The aggressiveness of a BC can be predicted by the cytokeratins it expresses [83], [84]. Among these proteins, the most distinct observations included lower overall expression among the TNBC cells, higher overall expression in MCF-7 and SK-BR-3 cells, a much higher expression of KRT17 in the MCF-10A cells, and several keratins that were significantly expressed only in MCF-10A cells (Table 8). The higher expression of KRT17 in MCF-10A cells was confirmed with RT-PCR (Figure 4), Western blot, and immunofluorescence (Figure 5). Vimentin was also examined, since the structural transition from a keratin-rich to a vimentin-rich cytoskeleton has been documented to be most evident in the more aggressive TNBCs [85]. Vimentin spectral IDs were highest in MDA-MB-231 cells, high in DT22 cells, much lower in DT28 and MCF-10A cells, and absent in MCF-7 and SK-BR-3 cells. Using the keratin to vimentin switch as an indicator of aggressiveness, the MDA-MB-231 cells appear to be highly aggressive, as reported [86], and DT22 cells would be predicted to be aggressive as well.

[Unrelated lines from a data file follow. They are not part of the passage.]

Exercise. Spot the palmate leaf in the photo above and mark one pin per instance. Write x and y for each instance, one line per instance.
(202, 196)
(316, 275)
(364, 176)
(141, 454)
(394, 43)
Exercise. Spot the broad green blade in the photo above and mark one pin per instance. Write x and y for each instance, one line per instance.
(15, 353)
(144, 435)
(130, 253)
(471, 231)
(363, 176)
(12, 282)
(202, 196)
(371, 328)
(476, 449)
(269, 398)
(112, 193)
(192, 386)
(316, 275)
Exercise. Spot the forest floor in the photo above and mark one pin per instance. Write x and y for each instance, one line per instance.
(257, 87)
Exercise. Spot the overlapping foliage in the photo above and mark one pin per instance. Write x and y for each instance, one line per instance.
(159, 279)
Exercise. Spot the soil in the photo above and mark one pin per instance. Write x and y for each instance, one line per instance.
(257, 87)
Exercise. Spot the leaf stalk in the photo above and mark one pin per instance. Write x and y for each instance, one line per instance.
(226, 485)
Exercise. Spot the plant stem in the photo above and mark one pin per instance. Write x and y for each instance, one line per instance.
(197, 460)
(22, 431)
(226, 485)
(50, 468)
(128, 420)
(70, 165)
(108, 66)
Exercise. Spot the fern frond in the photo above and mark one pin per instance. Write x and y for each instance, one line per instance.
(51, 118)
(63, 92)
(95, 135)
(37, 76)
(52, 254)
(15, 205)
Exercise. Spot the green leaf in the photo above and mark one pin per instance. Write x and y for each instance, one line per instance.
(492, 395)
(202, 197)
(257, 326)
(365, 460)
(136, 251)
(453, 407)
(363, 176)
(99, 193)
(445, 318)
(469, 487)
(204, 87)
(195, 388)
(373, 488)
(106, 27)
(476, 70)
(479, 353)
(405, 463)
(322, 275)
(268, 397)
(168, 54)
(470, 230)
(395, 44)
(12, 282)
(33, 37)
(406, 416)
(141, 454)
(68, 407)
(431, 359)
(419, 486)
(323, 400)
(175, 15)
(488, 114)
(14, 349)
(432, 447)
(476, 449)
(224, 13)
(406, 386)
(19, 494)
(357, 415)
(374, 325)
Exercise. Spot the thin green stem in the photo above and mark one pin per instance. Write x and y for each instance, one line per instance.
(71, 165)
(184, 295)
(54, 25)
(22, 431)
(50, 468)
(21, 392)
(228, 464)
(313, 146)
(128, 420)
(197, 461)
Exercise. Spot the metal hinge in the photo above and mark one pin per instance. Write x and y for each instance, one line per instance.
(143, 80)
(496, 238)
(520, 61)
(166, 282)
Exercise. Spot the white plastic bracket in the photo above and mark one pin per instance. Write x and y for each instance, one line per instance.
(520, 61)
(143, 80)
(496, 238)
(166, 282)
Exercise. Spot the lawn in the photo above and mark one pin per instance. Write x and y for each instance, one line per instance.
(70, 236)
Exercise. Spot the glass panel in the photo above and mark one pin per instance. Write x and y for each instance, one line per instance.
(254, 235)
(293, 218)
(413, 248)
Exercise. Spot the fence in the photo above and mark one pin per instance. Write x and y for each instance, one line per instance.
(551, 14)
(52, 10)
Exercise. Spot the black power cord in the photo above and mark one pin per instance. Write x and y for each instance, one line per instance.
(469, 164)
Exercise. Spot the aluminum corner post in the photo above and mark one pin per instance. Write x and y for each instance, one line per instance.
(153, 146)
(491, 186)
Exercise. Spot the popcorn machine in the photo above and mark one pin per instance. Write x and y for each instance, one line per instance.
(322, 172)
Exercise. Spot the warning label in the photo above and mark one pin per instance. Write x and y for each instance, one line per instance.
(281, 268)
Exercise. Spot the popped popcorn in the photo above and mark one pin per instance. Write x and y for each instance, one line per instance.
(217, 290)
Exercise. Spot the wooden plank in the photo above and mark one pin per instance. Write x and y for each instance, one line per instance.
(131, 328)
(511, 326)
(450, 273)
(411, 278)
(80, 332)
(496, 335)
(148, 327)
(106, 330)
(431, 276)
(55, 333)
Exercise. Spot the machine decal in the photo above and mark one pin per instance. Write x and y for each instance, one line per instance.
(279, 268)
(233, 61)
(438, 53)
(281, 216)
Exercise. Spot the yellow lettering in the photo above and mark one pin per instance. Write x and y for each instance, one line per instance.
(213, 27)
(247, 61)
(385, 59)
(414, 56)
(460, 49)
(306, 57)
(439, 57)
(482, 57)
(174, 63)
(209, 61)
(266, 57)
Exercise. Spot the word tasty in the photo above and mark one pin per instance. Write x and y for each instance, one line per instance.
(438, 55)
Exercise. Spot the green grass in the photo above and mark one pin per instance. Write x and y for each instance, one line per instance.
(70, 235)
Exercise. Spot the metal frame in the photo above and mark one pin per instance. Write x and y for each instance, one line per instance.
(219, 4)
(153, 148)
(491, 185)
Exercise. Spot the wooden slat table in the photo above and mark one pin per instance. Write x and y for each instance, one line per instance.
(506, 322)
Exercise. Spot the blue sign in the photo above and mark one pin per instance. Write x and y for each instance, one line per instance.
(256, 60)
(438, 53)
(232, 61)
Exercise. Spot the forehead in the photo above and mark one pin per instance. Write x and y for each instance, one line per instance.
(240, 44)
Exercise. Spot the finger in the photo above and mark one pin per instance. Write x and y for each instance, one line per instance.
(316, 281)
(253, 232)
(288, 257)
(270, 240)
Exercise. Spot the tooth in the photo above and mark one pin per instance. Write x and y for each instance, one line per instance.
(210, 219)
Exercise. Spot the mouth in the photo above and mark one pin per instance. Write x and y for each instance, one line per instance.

Table 8. Structural proteins.

Uniprot Gene DT22 DT28 MB-231 SK-BR-3 MCF-7 MCF-10A Description
Intermediate Filaments
P13647 KRT5 0 8 0 8 4 50 Keratin, type II cytoskeletal 5
P02538 KRT6A 0 4 0 9 4 70 Keratin, type II cytoskeletal 6A
P08729 KRT7 0 9 35 20 5 33 Keratin, type II cytoskeletal 7
P05787 KRT8 0 3 29 142 103 23 Keratin, type II cytoskeletal 8
P02533 KRT14 0 0 0 5 0 13 Keratin, type I cytoskeletal 14
P19012 KRT15 0 0 0 5 0 71 Keratin, type I cytoskeletal 15
P08779 KRT16 0 0 0 5 0 14 Keratin, type I cytoskeletal 16
Q04695 KRT17 0 0 0 6 0 141 Keratin, type I cytoskeletal 17
P05783 KRT18 0 12 68 114 164 110 Keratin, type I cytoskeletal 18
P08727 KRT19 0 37 31 256 61 0 Keratin, type I cytoskeletal 19
P08670 VIM 134 32 321 0 0 20 Vimentin
Tubulins
P68363 TUBA1B 70 27 123 31 37 8 Tubulin alpha-1B chain
P07437 TUBB 107 62 99 61 39 19 Tubulin beta chain
Q13509 TUBB3 36 18 72 13 6 12 Tubulin beta-3 chain
P23258 TUBG1 25 8 7 18 10 3 Tubulin gamma-1 chain
Q9UPN3 MACF1 55 37 61 4 12 9 Microtubule-actin cross-linking factor 1
P46821 MAP1B 2 11 51 0 0 0 Microtubule-associated protein 1B
P27816 MAP4 107 43 29 18 17 0 Microtubule-associated protein 4
Actins
P63261 ACTG1 795 781 754 544 213 822 Actin, cytoplasmic 2
P68032 ACTC1 134 257 106 166 97 216 Actin, alpha cardiac muscle 1
P62736 ACTA2 124 143 107 70 34 103 Actin, aortic smooth muscle
Myosins
P35579 MYH9 308 121 346 151 13 46 Myosin-9
P35580 MYH10 70 13 65 22 13 15 Myosin-10
O43795 MYO1B 32 63 55 18 23 133 Unconventional myosin-Ib
O00159 MYO1C 132 39 161 94 27 76 Unconventional myosin-Ic
P07951 TPM2 11 0 2 0 0 0 Tropomyosin 2 (Beta)
P06753-5 TPM3 18 0 0 0 0 0 Tropomyosin 3
P67936 TPM4 23 0 6 0 0 0 Tropomyosin alpha-4 chain
O14950 MYL12B 35 20 50 3 0 0 Myosin regulatory light chain 12B

Tubulins

Like the intermediate filaments, the expression of tubulins is frequently altered in cancer cells [87][89]. Within the cortical cytoskeleton, DT22 and MDA-MB-231 cells had higher spectral counts for both alpha and beta chains, followed by DT28 and SK-BR-3 cells, then MCF-7 cells. MCF-10A cells were low in tubulin spectral ID numbers (Table 8). The higher spectral ID numbers for TUBB3 in DT22 and MDA-MB-231 cells was of particular interest, since expression of this protein has been associated with chemoresistance and poor prognosis in non-small cell lung cancer [89], [90]. The microtubule-associated proteins MACF1 and MAP1B were both more highly associated with TNBC cells. MACF1 is involved with stabilization of microtubules at the cell surface, facilitation of actin-microtubule interaction at the cell periphery, and positive regulation of Wnt signaling [91]. Little is known about the role of MAP1B in oncogenesis. The microtubule-associated protein MAP4 which promotes microtubule assembly and has been investigated as a potential target in bladder cancer [92], was highly expressed in DT22 cells (107 spectral IDs).

Actins and Myosins

Actin proteins were highly represented in our data, although MCF-7 cells again appeared to have a significantly lower amount of PM-associated actin than the other BC or benign cells (Table 8).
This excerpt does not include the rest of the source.